2. a truly 21st century installing method: insert cd 1, boot into a fully
running fedora core/redhat, that has already probed for every device on your
system (just like knoppix) and that gives you the option to see and solve
possible problems BEFORE installing the distro. imagine the install-process
being what redhat-firstboot is now - but before the damn thing is installed! :-)
advantage: visibly better installing method vs. windows. a really cool new
feature that could be a nice selling argument. i imagine that most of the
current installation programs (e.g. anaconda) could be used in this context too.
so not too much work.
disadvantage: hmm... i don't know how difficult it is to add these
"knoppix-features" into a normal fedora/redhat-install cd. well, i am not a
programmer. could be a lot of programming problems. you gotta tell me what
reasons there are that would make this a bad idea :-)

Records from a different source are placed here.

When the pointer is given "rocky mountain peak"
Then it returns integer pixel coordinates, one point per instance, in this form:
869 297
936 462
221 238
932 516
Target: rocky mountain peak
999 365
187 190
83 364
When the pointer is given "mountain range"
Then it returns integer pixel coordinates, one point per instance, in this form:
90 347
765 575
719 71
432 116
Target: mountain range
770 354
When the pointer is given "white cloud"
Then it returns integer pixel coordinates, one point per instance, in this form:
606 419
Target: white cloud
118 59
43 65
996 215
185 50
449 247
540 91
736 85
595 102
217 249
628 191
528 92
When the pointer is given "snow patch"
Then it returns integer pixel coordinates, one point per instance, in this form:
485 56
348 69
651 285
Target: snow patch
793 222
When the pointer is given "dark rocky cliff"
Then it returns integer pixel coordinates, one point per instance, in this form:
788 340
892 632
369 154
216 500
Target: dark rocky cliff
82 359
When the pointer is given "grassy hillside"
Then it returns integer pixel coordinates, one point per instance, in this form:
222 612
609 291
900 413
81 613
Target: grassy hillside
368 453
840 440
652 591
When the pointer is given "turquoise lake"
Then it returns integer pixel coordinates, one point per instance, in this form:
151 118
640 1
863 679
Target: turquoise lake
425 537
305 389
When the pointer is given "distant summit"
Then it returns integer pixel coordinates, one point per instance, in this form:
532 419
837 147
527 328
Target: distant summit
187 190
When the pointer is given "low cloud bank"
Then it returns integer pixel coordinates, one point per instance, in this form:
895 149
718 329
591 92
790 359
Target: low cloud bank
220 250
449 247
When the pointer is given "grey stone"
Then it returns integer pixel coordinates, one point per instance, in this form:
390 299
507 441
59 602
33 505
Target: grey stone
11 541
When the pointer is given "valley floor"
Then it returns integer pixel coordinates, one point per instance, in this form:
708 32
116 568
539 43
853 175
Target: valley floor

Version-Release number of selected component (if applicable):
Steps to Reproduce:
I have been very impressed with Knoppix, and I've been using every
version of Redhat since 4.2. I booted up from the Knoppix CD, hit
return key at prompt. Knoppix detected all of my hardware, connected
me to the internet, played startup sounds, brought up a nice graphical
desktop. And it has a bunch of great software too!
The Knoppix approach is a great way to get people started with
linux/open source. I used to give away Redhat CD's but they were
mostly wasted. People did not want to go through the multiple CD
install/hard drive partition/bootloader configuration routine.
I've given away some Knoppix CD's and people have been able to try out
linux/open source in a fast simple and safe way. Some of these people
have then gone on to do a regular linux installation.
Perhaps there could be a single CD version of fedora similar to
Knoppix. New users could try the software out safely, learn about
it's capabilities, and then migrate to fedora core when they are ready.
Some of the stateless linux work allows the creation of a live CD.